Скоро Детка осталась у нас одна. Голован объелся муравьиных яиц и погиб.

Мы тогда еще не знали, что муравьиными яйцами надо кормить очень осторожно. Это тяжелая пища. А толстяк Голован был, на беду, большим обжорой.

Потеряв Голована, мы стали еще больше возиться с Деткой. Ведь она была теперь нашим «единственным ребенком».

Не помню, мне или маме принадлежало открытие первого растительного корма для глухарят в условиях неволи — цветочных стебельков одуванчика. Нежные сочные стебельки эти, изрезанные на мелкие кусочки, Детка стала охотно есть еще совсем маленькой. Потом оказалось, что ей очень нравятся мясистые листочки скрипуна — травки, которая во множестве растет на столбовских скалах.

У меня вошло в обычай, возвращаясь из тайги, приносить Детке на пробу пучок разных таежных травок. От некоторых Детка отказывалась, другие охотно ела, и они прочно входили в ее дневное «меню».

Но главным Деткиным кормом до глубокой осени все же оставались муравьиные яйца. Добывать их ежедневно в нужном количестве оказалось нелегким делом. Каждый день я или мама отправлялись с рюкзаком в тайгу на поиски муравейников. Скоро мы уже истощили все муравейники в окрестностях избушки, и ходить за ними приходилось все дальше и дальше.

Отыскав муравейник, мы палкой или ботанической лопаткой разрывали его с той стороны, где предполагали найти главные склады яиц.
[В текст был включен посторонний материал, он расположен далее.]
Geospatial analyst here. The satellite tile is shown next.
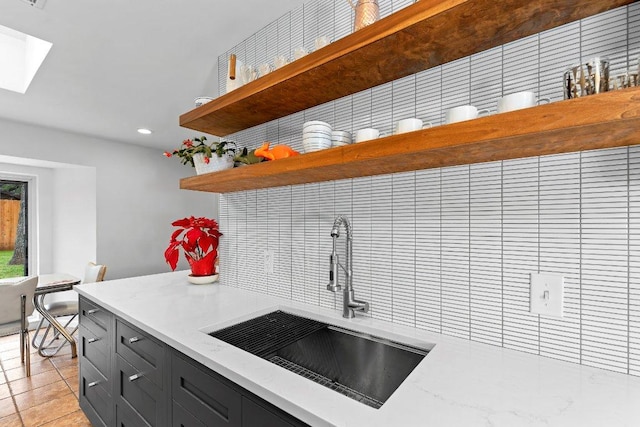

Иногда ошибешься, разроешь не там, и приходится снова рыть. А разъяренные муравьи целыми полчищами идут на тебя в атаку, защищая свое богатство.

Наконец найден склад. Теперь за работу. Выгребали мы яйца просто голыми руками, ссыпали в рюкзак вместе со всякой растительной трухой и муравьями, завязывали потуже, закидывали на спину и — домой! А по дороге муравьи выбирались через какую-нибудь дырочку, и ну нас жечь! Шея, руки — все у нас горело после таких походов за Деткиным кормом.

Потом мы уже не могли брать яйца голыми руками. Под действием едкой муравьиной кислоты на наших руках появились ожоги. Кожа с них сходила клочьями, а укусы муравьев в пораженные места причиняли почти нестерпимую боль. Пришлось защищать руки старенькими перчатками. Но и их муравьиная кислота разъедала с катастрофической быстротой. Мы от всей души радовались, когда, наконец, осенью муравьиные яйца в муравейниках исчезли, и наша Детка перешла целиком на растительный корм.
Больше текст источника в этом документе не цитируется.